Kang Je-Gyu : Après avoir fait Frères de sang, je m'étais dit que je ne ferais plus de film de guerre, car c'est beaucoup trop éprouvant physiquement et psychologiquement. Frères de sang et Far Away, on peut effectivement les qualifier de films de guerre, mais ceux-ci ont un style très différent. Mon prochain film aura pour décors l'Exposition Universelle de 1900 qui avait eu lieu à Paris. Une troupe d'artistes coréens y étaient présente. Ce sera un drame, avec une tonalité plus légère que dans mes films précédents. Aujourd'hui, j'ai une étiquette de réalisateur de film de guerre. Je veux montrer que je n'ai pas un style prédéfini. Ce que j'aime dans le cinéma, c'est qu'il n'a pas de limite. Je veux nager librement dans cette mer qu'est le cinéma et aller dans toutes les directions.  

SSS : Lors de la présentation que vous avez faite après la projection tout à l'heure, vous avez dit que vous aviez un autre projet de film quand on vous a proposé My Way. De quoi s'agissait-il ?  

KJG : Il s'agissait d'un film de science-fiction, intitulé Jonas. J'ai été quatre ans aux États-Unis afin d'essayer de le mener à bien. 

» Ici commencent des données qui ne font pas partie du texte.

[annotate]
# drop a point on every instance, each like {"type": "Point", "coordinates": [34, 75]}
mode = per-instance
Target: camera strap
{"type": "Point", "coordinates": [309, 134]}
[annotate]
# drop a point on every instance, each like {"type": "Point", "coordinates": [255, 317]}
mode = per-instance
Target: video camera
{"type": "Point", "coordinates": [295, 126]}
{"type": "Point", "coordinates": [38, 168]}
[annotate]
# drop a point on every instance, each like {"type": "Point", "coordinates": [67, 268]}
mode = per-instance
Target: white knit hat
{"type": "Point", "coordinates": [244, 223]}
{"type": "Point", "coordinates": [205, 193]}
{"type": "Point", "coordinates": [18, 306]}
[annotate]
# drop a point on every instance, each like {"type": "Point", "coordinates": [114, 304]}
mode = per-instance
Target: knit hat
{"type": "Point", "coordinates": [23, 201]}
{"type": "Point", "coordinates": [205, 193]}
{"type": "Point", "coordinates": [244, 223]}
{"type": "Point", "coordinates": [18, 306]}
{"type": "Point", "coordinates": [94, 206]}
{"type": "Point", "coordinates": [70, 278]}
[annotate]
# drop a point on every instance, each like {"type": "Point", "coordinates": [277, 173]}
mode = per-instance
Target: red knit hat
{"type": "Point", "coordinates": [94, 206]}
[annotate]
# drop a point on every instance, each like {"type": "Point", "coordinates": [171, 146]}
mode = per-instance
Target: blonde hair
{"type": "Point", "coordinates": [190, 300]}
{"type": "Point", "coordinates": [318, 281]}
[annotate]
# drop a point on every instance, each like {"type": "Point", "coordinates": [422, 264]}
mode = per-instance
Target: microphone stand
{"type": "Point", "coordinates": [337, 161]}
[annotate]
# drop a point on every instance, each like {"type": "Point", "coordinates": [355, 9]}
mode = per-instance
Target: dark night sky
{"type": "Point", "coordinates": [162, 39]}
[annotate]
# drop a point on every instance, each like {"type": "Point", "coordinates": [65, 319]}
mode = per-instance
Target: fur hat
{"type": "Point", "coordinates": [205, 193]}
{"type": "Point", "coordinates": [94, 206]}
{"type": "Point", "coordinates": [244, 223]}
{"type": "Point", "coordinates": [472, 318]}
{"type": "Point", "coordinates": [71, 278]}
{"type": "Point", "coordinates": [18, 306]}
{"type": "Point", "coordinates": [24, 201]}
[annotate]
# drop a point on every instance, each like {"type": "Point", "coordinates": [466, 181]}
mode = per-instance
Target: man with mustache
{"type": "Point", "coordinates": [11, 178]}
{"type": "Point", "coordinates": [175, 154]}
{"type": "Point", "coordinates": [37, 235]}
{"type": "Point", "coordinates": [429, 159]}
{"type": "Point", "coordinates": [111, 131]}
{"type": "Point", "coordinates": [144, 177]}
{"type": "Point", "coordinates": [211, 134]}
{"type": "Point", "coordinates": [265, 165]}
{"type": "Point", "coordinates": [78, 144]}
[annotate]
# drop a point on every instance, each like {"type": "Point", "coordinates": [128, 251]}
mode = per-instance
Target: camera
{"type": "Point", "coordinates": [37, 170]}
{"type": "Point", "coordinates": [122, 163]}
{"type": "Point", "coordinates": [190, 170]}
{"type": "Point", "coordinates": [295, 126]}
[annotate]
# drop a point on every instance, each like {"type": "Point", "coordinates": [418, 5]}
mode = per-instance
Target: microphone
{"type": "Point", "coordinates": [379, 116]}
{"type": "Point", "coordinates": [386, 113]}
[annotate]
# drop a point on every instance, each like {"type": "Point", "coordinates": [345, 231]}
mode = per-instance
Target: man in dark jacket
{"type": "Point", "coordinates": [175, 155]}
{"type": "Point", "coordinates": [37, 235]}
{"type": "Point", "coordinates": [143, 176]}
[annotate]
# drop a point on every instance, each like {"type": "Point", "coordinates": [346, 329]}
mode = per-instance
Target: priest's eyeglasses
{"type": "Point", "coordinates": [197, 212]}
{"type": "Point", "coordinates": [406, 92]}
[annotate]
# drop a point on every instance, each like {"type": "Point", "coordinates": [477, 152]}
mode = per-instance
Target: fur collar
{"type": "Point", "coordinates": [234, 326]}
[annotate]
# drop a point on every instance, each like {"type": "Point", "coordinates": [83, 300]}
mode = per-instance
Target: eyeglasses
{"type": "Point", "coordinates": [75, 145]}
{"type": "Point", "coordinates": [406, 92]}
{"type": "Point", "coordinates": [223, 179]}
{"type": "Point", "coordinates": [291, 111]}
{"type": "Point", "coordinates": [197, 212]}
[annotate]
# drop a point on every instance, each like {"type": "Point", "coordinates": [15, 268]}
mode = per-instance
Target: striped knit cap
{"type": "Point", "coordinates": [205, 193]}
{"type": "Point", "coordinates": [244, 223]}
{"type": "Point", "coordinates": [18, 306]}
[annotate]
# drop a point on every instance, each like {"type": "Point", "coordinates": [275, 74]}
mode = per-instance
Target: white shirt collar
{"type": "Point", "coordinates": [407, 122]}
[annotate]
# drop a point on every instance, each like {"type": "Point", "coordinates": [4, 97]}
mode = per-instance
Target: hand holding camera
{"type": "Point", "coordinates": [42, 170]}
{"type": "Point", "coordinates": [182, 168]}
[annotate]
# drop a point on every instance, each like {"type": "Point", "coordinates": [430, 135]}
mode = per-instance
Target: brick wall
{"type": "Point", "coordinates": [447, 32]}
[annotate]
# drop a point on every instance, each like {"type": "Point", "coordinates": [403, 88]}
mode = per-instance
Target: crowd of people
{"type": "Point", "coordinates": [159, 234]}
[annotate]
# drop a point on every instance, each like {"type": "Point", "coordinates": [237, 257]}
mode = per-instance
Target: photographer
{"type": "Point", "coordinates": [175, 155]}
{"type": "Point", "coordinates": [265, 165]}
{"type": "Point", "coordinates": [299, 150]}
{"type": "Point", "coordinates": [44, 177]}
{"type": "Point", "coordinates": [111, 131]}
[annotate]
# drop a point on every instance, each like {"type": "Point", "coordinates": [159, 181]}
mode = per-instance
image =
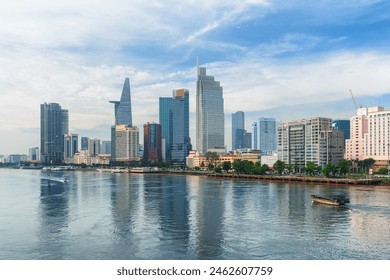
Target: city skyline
{"type": "Point", "coordinates": [77, 55]}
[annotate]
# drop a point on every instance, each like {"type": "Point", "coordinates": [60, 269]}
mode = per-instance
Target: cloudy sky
{"type": "Point", "coordinates": [274, 58]}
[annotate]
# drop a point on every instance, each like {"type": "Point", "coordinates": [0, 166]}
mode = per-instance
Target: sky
{"type": "Point", "coordinates": [274, 58]}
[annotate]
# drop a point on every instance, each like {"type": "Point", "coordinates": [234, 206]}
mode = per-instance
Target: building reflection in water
{"type": "Point", "coordinates": [206, 217]}
{"type": "Point", "coordinates": [54, 220]}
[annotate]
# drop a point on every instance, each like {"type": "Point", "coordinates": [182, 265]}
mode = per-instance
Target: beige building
{"type": "Point", "coordinates": [194, 160]}
{"type": "Point", "coordinates": [84, 157]}
{"type": "Point", "coordinates": [370, 135]}
{"type": "Point", "coordinates": [125, 143]}
{"type": "Point", "coordinates": [310, 140]}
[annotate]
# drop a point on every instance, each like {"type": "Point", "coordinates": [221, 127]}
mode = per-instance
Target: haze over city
{"type": "Point", "coordinates": [274, 59]}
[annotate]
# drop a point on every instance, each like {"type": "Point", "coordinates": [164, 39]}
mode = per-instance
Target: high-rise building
{"type": "Point", "coordinates": [152, 142]}
{"type": "Point", "coordinates": [123, 113]}
{"type": "Point", "coordinates": [344, 126]}
{"type": "Point", "coordinates": [267, 136]}
{"type": "Point", "coordinates": [54, 125]}
{"type": "Point", "coordinates": [124, 137]}
{"type": "Point", "coordinates": [71, 146]}
{"type": "Point", "coordinates": [93, 146]}
{"type": "Point", "coordinates": [356, 145]}
{"type": "Point", "coordinates": [309, 140]}
{"type": "Point", "coordinates": [33, 154]}
{"type": "Point", "coordinates": [125, 146]}
{"type": "Point", "coordinates": [210, 126]}
{"type": "Point", "coordinates": [166, 122]}
{"type": "Point", "coordinates": [181, 142]}
{"type": "Point", "coordinates": [238, 130]}
{"type": "Point", "coordinates": [174, 121]}
{"type": "Point", "coordinates": [105, 147]}
{"type": "Point", "coordinates": [255, 136]}
{"type": "Point", "coordinates": [84, 143]}
{"type": "Point", "coordinates": [370, 135]}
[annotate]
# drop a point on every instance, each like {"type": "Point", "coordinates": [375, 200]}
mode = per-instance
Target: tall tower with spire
{"type": "Point", "coordinates": [124, 136]}
{"type": "Point", "coordinates": [123, 113]}
{"type": "Point", "coordinates": [210, 124]}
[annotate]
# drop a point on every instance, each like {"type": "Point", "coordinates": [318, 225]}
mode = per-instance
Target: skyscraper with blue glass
{"type": "Point", "coordinates": [124, 137]}
{"type": "Point", "coordinates": [54, 125]}
{"type": "Point", "coordinates": [238, 130]}
{"type": "Point", "coordinates": [174, 120]}
{"type": "Point", "coordinates": [210, 120]}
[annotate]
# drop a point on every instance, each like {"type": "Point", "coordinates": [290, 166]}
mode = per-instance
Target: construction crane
{"type": "Point", "coordinates": [354, 102]}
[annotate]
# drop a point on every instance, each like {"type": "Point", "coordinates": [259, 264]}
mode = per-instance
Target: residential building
{"type": "Point", "coordinates": [124, 137]}
{"type": "Point", "coordinates": [84, 143]}
{"type": "Point", "coordinates": [238, 130]}
{"type": "Point", "coordinates": [343, 125]}
{"type": "Point", "coordinates": [152, 142]}
{"type": "Point", "coordinates": [166, 122]}
{"type": "Point", "coordinates": [125, 146]}
{"type": "Point", "coordinates": [105, 147]}
{"type": "Point", "coordinates": [210, 124]}
{"type": "Point", "coordinates": [174, 121]}
{"type": "Point", "coordinates": [181, 142]}
{"type": "Point", "coordinates": [34, 154]}
{"type": "Point", "coordinates": [309, 140]}
{"type": "Point", "coordinates": [54, 125]}
{"type": "Point", "coordinates": [71, 142]}
{"type": "Point", "coordinates": [247, 140]}
{"type": "Point", "coordinates": [266, 136]}
{"type": "Point", "coordinates": [356, 145]}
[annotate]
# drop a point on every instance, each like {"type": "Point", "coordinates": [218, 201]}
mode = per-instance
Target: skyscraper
{"type": "Point", "coordinates": [71, 146]}
{"type": "Point", "coordinates": [267, 135]}
{"type": "Point", "coordinates": [238, 130]}
{"type": "Point", "coordinates": [166, 122]}
{"type": "Point", "coordinates": [210, 126]}
{"type": "Point", "coordinates": [152, 142]}
{"type": "Point", "coordinates": [54, 125]}
{"type": "Point", "coordinates": [123, 113]}
{"type": "Point", "coordinates": [124, 137]}
{"type": "Point", "coordinates": [181, 142]}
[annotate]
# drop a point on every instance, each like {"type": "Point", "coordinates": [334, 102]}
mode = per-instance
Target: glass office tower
{"type": "Point", "coordinates": [54, 125]}
{"type": "Point", "coordinates": [210, 123]}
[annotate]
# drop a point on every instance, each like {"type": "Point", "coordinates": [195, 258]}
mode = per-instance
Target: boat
{"type": "Point", "coordinates": [328, 201]}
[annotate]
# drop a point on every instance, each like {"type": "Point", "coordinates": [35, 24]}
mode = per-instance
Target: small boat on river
{"type": "Point", "coordinates": [328, 201]}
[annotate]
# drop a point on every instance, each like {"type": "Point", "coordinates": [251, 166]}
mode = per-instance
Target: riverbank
{"type": "Point", "coordinates": [306, 179]}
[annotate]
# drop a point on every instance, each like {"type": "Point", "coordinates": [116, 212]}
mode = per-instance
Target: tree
{"type": "Point", "coordinates": [344, 166]}
{"type": "Point", "coordinates": [279, 166]}
{"type": "Point", "coordinates": [227, 165]}
{"type": "Point", "coordinates": [212, 158]}
{"type": "Point", "coordinates": [310, 168]}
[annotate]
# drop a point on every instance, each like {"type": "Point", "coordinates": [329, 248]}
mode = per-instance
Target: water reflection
{"type": "Point", "coordinates": [149, 216]}
{"type": "Point", "coordinates": [54, 218]}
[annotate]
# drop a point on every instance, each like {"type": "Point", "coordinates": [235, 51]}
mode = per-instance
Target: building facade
{"type": "Point", "coordinates": [238, 130]}
{"type": "Point", "coordinates": [370, 135]}
{"type": "Point", "coordinates": [210, 123]}
{"type": "Point", "coordinates": [356, 145]}
{"type": "Point", "coordinates": [71, 146]}
{"type": "Point", "coordinates": [125, 148]}
{"type": "Point", "coordinates": [310, 140]}
{"type": "Point", "coordinates": [343, 125]}
{"type": "Point", "coordinates": [54, 125]}
{"type": "Point", "coordinates": [124, 137]}
{"type": "Point", "coordinates": [181, 142]}
{"type": "Point", "coordinates": [166, 122]}
{"type": "Point", "coordinates": [152, 142]}
{"type": "Point", "coordinates": [34, 154]}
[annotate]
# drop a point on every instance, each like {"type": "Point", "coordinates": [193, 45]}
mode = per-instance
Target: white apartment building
{"type": "Point", "coordinates": [370, 135]}
{"type": "Point", "coordinates": [309, 140]}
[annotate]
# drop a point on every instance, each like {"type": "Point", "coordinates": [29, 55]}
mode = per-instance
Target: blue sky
{"type": "Point", "coordinates": [283, 59]}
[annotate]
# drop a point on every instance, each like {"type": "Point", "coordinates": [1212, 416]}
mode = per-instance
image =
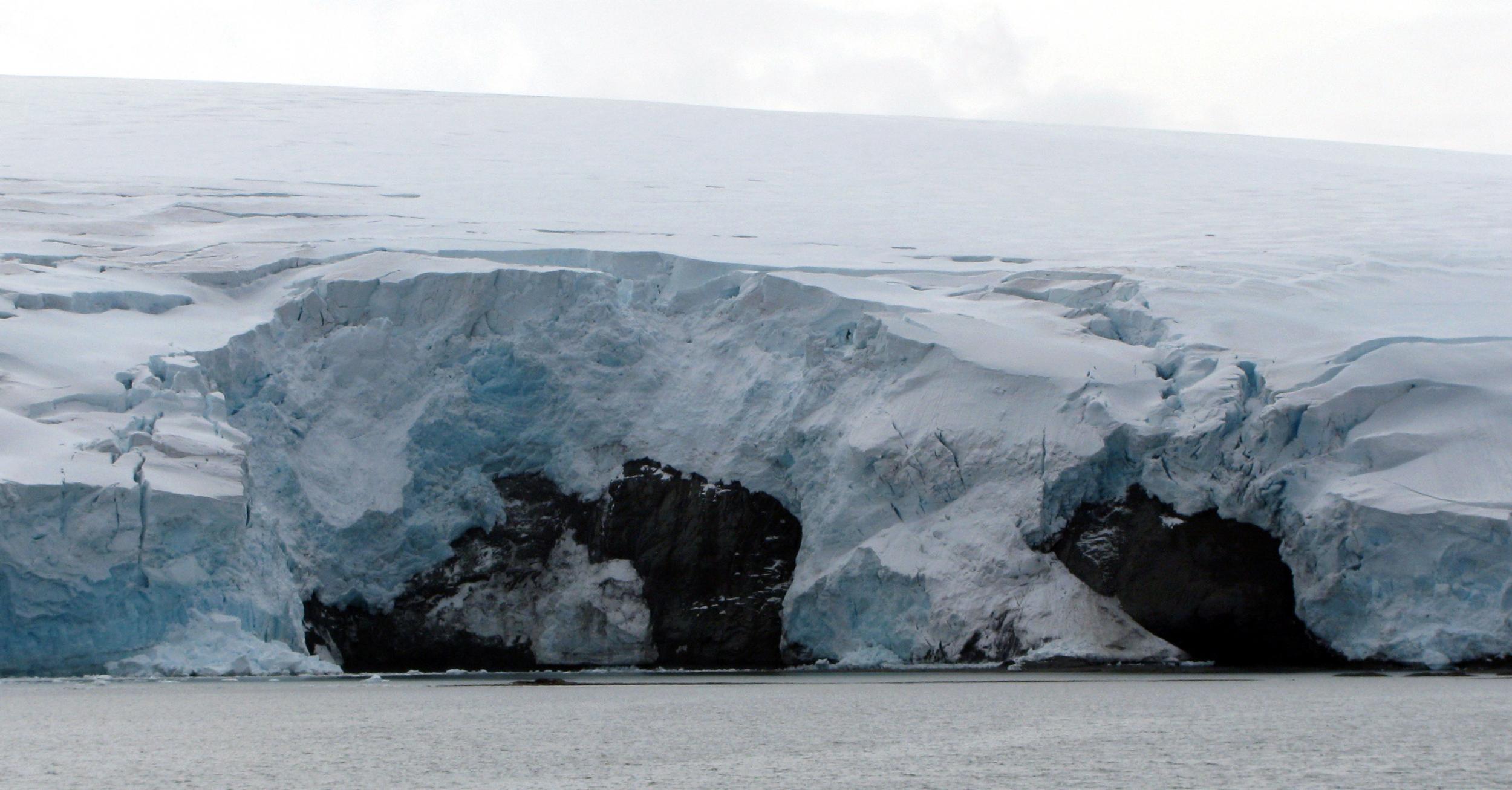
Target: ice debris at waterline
{"type": "Point", "coordinates": [217, 646]}
{"type": "Point", "coordinates": [664, 570]}
{"type": "Point", "coordinates": [271, 345]}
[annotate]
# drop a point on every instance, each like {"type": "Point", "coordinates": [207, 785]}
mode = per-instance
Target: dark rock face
{"type": "Point", "coordinates": [1214, 588]}
{"type": "Point", "coordinates": [715, 559]}
{"type": "Point", "coordinates": [714, 562]}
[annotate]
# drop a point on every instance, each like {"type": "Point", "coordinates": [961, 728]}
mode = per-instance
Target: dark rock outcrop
{"type": "Point", "coordinates": [714, 562]}
{"type": "Point", "coordinates": [1213, 586]}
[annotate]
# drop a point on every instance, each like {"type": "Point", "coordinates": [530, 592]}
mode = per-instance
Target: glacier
{"type": "Point", "coordinates": [267, 348]}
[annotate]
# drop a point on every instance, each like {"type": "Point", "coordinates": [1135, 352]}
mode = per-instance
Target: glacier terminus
{"type": "Point", "coordinates": [297, 380]}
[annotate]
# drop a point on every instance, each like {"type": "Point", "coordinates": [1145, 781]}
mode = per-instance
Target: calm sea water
{"type": "Point", "coordinates": [805, 730]}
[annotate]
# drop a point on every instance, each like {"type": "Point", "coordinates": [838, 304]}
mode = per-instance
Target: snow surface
{"type": "Point", "coordinates": [259, 342]}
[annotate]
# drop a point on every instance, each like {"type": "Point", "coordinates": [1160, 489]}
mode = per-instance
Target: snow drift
{"type": "Point", "coordinates": [292, 358]}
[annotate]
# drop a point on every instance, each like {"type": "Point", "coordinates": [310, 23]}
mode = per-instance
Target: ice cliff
{"type": "Point", "coordinates": [277, 360]}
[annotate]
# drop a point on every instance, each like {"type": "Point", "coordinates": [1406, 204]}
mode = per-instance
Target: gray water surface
{"type": "Point", "coordinates": [803, 730]}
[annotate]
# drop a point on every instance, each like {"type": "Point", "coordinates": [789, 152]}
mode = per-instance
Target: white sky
{"type": "Point", "coordinates": [1431, 73]}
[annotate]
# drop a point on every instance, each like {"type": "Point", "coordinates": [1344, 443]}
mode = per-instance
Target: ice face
{"type": "Point", "coordinates": [221, 398]}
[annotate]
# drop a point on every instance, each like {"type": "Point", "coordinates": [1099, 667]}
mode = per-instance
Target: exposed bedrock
{"type": "Point", "coordinates": [663, 568]}
{"type": "Point", "coordinates": [1213, 586]}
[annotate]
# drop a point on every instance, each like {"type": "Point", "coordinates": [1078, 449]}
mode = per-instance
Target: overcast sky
{"type": "Point", "coordinates": [1431, 73]}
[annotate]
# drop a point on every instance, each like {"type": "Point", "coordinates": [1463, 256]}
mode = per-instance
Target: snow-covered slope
{"type": "Point", "coordinates": [261, 343]}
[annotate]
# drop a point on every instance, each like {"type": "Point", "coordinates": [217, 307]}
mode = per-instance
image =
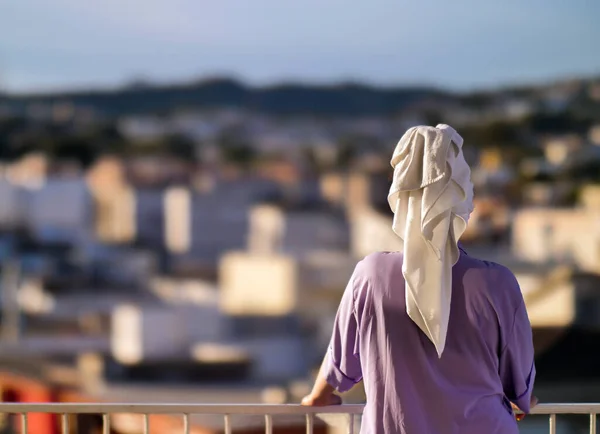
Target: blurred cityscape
{"type": "Point", "coordinates": [191, 243]}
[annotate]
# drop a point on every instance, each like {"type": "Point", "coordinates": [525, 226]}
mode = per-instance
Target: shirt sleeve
{"type": "Point", "coordinates": [517, 367]}
{"type": "Point", "coordinates": [342, 364]}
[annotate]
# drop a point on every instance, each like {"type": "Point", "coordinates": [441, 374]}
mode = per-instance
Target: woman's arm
{"type": "Point", "coordinates": [323, 393]}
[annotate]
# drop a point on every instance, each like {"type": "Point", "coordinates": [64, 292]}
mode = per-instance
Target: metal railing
{"type": "Point", "coordinates": [231, 410]}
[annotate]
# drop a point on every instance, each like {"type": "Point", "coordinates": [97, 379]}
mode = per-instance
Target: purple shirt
{"type": "Point", "coordinates": [488, 359]}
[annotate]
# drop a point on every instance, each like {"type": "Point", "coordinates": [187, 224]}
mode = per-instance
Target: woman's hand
{"type": "Point", "coordinates": [520, 416]}
{"type": "Point", "coordinates": [321, 401]}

SSS : Vous avez été quatre ans aux États-Unis ? Vous voulez dire que vous y êtes allé ponctuellement sur une durée de quatre ans ? 

KJG : Non, j'ai vécu quatre années aux USA, avec ma famille. Mais le projet n'a pas pu aboutir à cause de désaccords avec la maison de production hollywoodienne.  

SSS : Quels sont les problèmes que vous avez rencontrés ? 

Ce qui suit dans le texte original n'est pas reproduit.